Weitere Operationsmethoden

In der Regel wird der Arzt immer versuchen, den Zahn komplett zu entfernen. Manchmal liegt der Weisheitszahn jedoch so dicht und ungünstig, dass beim Entfernen wichtige Nerven im Kiefer oder zu viel Knochenmaterial beschädigt werden könnten. Dann ist auch eine teilweise Weisheitszahnentfernung möglich (Koronektomie).

In den letzten Jahren werden als OP-Verfahren bei der Weisheitszahnentfernung häufiger die Piezo-Osteotomie eingesetzt. Die Methode wird als knochen- und gewebeschonender, da der Arzt dabei nicht mit rotierenden Fräsen und Bohrern arbeitet, sondern mit Ultraschall-Instrumenten. Dadurch ist eine präzisere Schnittführung möglich, ohne den Knochen zu großem Druck auszusetzen. Das umliegende Gewebe und die angrenzenden Blutgefäße werden geschont, der Wundschmerz verringert und die Wundheilung beschleunigt.

Risiken der Weisheitszahn-OP

A osteotomy is today in the rule of a routine intervention and runs most without complikations. Trotzdem ist sie mit Risiken verbunden. Youth and young Adult in the OP: Am besten: Im Alter von 14 bis 25 Jahren sind am wenigsten Komplikationen zu erwarten.

Zu den allgemeinen Risiken einer Operation gehören:

  • Blutungen während des Eingriffs
  • Nachblutungen
  • Schmerzen und Schwellungen
  • Infektionen der Operationswunde
  • Unverträglichkeit von Narkosemitteln

Daneben gibt es bei der Weisheitszahnentfernung besondere Risiken, die bei der Entscheidung für den Eingriff bedacht werden sollen.
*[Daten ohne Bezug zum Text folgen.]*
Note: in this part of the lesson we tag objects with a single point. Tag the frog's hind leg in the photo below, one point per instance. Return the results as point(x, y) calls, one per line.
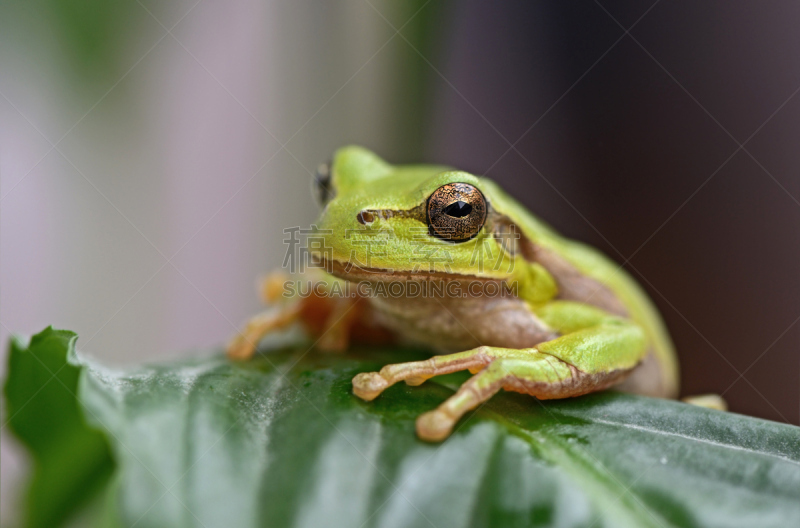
point(537, 374)
point(368, 385)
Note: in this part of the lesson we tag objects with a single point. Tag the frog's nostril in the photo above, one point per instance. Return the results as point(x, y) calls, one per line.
point(365, 217)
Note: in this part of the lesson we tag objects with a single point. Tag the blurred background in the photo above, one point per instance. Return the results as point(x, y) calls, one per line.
point(151, 153)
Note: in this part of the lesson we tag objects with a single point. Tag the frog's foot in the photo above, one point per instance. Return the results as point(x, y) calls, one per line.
point(526, 370)
point(709, 401)
point(243, 345)
point(368, 385)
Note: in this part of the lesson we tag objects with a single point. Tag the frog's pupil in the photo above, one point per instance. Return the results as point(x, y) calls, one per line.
point(458, 209)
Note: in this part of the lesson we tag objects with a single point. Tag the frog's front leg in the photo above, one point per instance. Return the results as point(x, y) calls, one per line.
point(582, 361)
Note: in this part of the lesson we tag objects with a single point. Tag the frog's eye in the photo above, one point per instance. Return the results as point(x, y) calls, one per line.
point(456, 212)
point(322, 183)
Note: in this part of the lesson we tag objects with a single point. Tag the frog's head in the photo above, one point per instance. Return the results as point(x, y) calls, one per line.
point(381, 218)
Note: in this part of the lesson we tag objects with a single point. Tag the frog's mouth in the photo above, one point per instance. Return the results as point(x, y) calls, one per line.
point(354, 273)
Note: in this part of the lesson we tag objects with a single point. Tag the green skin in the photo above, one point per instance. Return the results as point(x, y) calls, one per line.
point(590, 340)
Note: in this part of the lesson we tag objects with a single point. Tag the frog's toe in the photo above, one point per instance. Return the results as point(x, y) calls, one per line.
point(368, 385)
point(415, 380)
point(435, 426)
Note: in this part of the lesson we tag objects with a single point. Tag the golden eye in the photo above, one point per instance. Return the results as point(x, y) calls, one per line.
point(456, 212)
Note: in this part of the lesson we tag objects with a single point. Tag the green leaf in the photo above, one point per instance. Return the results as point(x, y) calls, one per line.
point(281, 441)
point(71, 461)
So können während der Operation nahe an den weißen Zähnen liegende Nerven beschädigt werden, die für Unterlippe, Unterkiefer und die Geschmacksnerven der Zunge zuständig sind. Bei der Verletzung der Nerven kann es zu Gefühlsstörungen kommen. Außerdem besteht die Gefahr eines Kieferbruchs während des Betriebs als auch bis zu vier Wochen danach. In seltenen Fällen kann man zudem eine Infektion der Kieferhöhle entwickeln.

Pflege-Tipps nach der OP

Etwa für zwei bis drei Tage nach der Operation ist mit Beeinträchtigungen zu rechnen, eine Krankschreibung ist sinnvoll. In dieser Zeit können Schwellungen, Schmerzen oder Probleme beim Öffnen des Mundes auftreten. Keep the description longer an, should patient its zahnarzt aufsuchen. Potentielle Folgen können neben einer Infektion der Wunde auch Schäden an Nerven oder am Kiefer sein.

  • Sobald die Betäubung nachlässt, kann die Wunde schmerzen. Dann sollten Sie die mitgegebenen oder verschriebenen Schmerzmittel einnehmen.
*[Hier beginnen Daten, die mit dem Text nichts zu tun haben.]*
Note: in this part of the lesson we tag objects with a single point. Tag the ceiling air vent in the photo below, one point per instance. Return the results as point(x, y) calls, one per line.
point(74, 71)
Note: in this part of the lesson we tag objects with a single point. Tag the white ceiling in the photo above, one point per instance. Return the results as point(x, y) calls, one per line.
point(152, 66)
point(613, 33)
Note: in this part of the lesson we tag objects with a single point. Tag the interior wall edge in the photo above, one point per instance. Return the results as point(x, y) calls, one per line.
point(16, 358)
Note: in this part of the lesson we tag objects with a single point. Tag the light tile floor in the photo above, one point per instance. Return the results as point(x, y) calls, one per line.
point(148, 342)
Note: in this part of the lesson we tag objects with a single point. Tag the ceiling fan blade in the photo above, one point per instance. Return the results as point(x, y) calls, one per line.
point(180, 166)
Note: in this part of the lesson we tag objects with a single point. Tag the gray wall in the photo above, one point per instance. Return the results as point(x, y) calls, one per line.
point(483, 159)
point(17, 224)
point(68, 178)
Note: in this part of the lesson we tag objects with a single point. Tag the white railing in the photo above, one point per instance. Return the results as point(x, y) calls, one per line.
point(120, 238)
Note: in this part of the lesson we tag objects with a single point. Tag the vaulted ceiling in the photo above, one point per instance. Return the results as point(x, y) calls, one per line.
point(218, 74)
  • So lange die Betäubung anhält, sollte nichts gegessen werden. Danach sind weiche, breiige Lebensmittel wie Suppen, Grießbrei, Pürees geeignet. Verzichten Sie auf stark erhitzte, gekühlte oder gewürzte Speisen und säurehaltige Getränke.

  • In den ersten Tagen nach der Operation können Schwierigkeiten bei der Mundöffnung, Schluckbeschwerden und vermehrter Speichelfluss auftreten. Der Speichel kann leicht rötlich verfärbt sein. Diese Beschreibungen sind nicht bedrohlich und verschwinden recht bald von allein.

  • In den Tagen nach der Operation sollten die Wangen und das Gesicht regelmäßig mit feuchtkalten Umschlägen oder Kühlpacks gekühlt werden

  • Um die Wundheilung zu fördern, sollten Sie zunächst vollständig auf Nikotin verzichten.

  • Die Zähne können bereits ab dem ersten Tag sorgfältig geputzt werden, den Bereich der Operationsnarbe dabei aussparen.

  • Auf Sport und anstrengende körperliche Betätigung werden.

  • In den ersten Wochen sollte man vermeiden, auf Hartes zu beißen. Die Kieferknochen – vor allem nach einer Behandlung des Unterkiefers – können noch geschwächt sein.